Les récits d’aujourd’hui nous parlent de départs sans retour. Les émigrés, les réfugiés, qui quittent leur pays savent ce que cela veut dire. Ce genre de décision ne se prend pas à la légère. Il faut une motivation forte pour faire une rupture définitive.
Quelques réflexions sur l’appel et la réponse :

- Aucune vie n’apparaît sur terre en dehors de la volonté de Dieu.
- L’appel est une composante de l’identité de Dieu. Les chrétiens n’imaginent pas un Dieu qui n’appelle pas.
L’appel est une composante de notre identité. On n’imagine pas une vie que Dieu voudrait inutile et stérile. Comme il est arrivé à Abram et aux apôtres, à chaque vie correspond un appel …et un seul !

- Il y a des vies qui semblent sans problèmes et d’autres très chaotiques. Tout appel entraîne un dérangement, une mise à l’écart ou au moins une mise à part. Il y a des ruptures violentes et d’autres qui le sont moins. Les chemins de réponse sont variés.
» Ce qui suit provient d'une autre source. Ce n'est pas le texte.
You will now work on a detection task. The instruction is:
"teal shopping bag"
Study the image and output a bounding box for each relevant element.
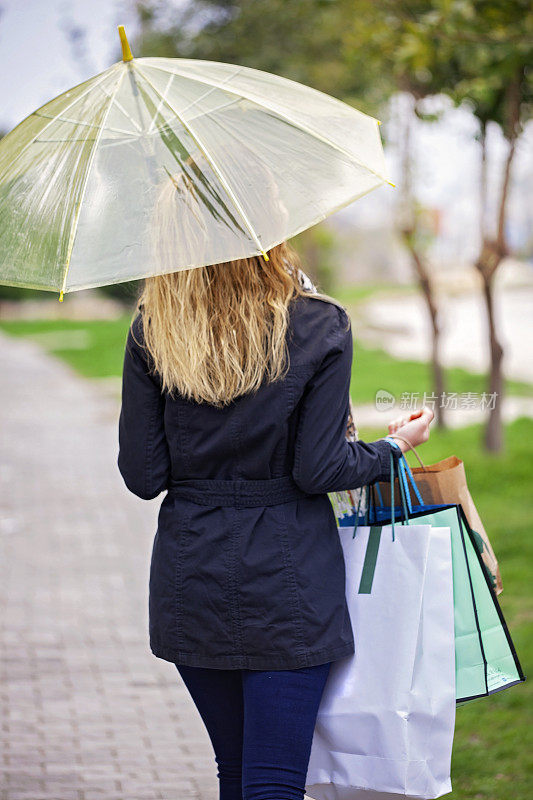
[338,456,525,704]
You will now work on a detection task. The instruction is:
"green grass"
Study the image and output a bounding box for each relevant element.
[0,315,533,800]
[0,314,131,378]
[0,314,533,404]
[359,418,533,800]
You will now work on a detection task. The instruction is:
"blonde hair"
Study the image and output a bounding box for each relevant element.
[135,159,336,407]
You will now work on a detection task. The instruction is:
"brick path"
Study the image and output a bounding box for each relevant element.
[0,336,217,800]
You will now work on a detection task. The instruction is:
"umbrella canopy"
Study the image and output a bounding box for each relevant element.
[0,26,390,297]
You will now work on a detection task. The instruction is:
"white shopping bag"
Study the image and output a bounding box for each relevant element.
[306,520,456,800]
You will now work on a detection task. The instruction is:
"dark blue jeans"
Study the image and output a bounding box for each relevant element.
[176,664,330,800]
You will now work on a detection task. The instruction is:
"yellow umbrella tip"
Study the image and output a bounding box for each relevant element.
[118,25,133,61]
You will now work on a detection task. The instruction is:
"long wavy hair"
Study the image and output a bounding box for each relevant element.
[135,158,335,407]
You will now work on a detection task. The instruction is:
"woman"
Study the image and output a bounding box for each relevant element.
[118,243,433,800]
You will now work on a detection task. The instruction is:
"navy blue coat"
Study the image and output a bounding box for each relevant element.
[118,294,400,670]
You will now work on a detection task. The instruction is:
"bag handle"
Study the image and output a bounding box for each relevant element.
[389,433,427,472]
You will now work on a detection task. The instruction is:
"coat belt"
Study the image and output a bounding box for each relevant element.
[168,475,309,508]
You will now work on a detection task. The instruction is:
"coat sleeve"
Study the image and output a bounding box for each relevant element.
[118,317,170,500]
[292,310,401,494]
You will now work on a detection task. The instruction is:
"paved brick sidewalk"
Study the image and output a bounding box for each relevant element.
[0,336,217,800]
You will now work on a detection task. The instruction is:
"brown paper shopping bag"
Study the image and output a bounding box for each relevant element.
[380,447,503,595]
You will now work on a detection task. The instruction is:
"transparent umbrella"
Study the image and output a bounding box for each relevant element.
[0,26,391,299]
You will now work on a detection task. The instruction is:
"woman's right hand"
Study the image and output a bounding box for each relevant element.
[389,406,435,452]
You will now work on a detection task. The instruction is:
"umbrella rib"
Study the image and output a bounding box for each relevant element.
[136,65,268,261]
[59,70,126,300]
[141,64,394,185]
[0,70,115,188]
[33,111,135,142]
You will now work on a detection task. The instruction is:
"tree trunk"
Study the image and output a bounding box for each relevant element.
[398,98,446,429]
[480,270,503,453]
[402,229,446,429]
[475,79,520,453]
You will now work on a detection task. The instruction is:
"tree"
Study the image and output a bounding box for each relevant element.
[368,0,533,452]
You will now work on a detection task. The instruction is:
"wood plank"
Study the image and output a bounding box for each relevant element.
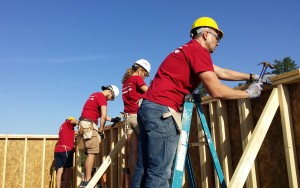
[228,88,279,188]
[41,138,46,187]
[238,99,260,188]
[73,136,84,187]
[2,137,8,188]
[86,135,127,188]
[22,138,27,188]
[277,84,299,188]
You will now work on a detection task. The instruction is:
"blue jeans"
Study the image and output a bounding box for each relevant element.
[130,100,179,188]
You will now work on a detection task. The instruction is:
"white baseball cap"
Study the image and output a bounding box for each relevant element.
[101,85,120,98]
[134,59,151,74]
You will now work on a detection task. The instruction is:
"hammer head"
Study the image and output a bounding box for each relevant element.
[258,61,274,69]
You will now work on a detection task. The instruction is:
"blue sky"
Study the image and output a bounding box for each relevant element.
[0,0,300,135]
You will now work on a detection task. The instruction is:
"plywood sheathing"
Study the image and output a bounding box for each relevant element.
[5,139,24,187]
[288,83,300,176]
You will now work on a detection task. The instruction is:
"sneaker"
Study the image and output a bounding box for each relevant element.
[79,181,90,188]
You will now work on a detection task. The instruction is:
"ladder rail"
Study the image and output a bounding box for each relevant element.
[170,94,227,188]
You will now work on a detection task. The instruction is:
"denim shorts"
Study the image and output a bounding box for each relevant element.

- Toute créature humaine est un reflet unique de la beauté de Dieu. Tout appel infuse une originalité. Nos qualités, nos défauts, nos tempéraments sont des canaux qui manifestent cette originalité.

- Dans ces récits, nous regardons spontanément ce qui arrive aux hommes. Or il arrive aussi quelque chose à Dieu. Lui aussi, fait un déplacement ; il entre dans l’histoire des hommes. Dieu et les hommes se trouvent liés par une alliance. Chacun peut s’inquiéter de la fidélité de l’autre et s’interroger sur sa propre fidélité.

- Dieu n’annule jamais son appel. L’appel unique se décompose en de multiples petits appels. Le devoir d’état est le terrain où se nouent les appels et les réponses. Nos petites réponses quotidiennes construisent en nous une vie unifiée. Dieu n’est pas brouillon. L’appel et la réponse sont le lieu où se construit l’alliance. C’est à tout âge que le croyant peut dire : « Fais-moi connaître tes chemins, Seigneur. ».

- L’appel fait naître une espérance ou bien elle en rejoint une, enfouie au fond du cœur. Une promesse a éveillé une espérance dans le cœur d’Abram : « Je ferai de toi une grande nation, je te bénirai, je rendrai grand ton Nom » Dans la culture de l’époque, avoir de nombreux enfants était perçu comme une faveur des dieux. Saraï, l’épouse d’Abram, étant stérile, Abram entend qu’un dieu, qu’il ne connaît pas encore, lui promet une descendance extraordinaire. Il est séduit, motivé, il part.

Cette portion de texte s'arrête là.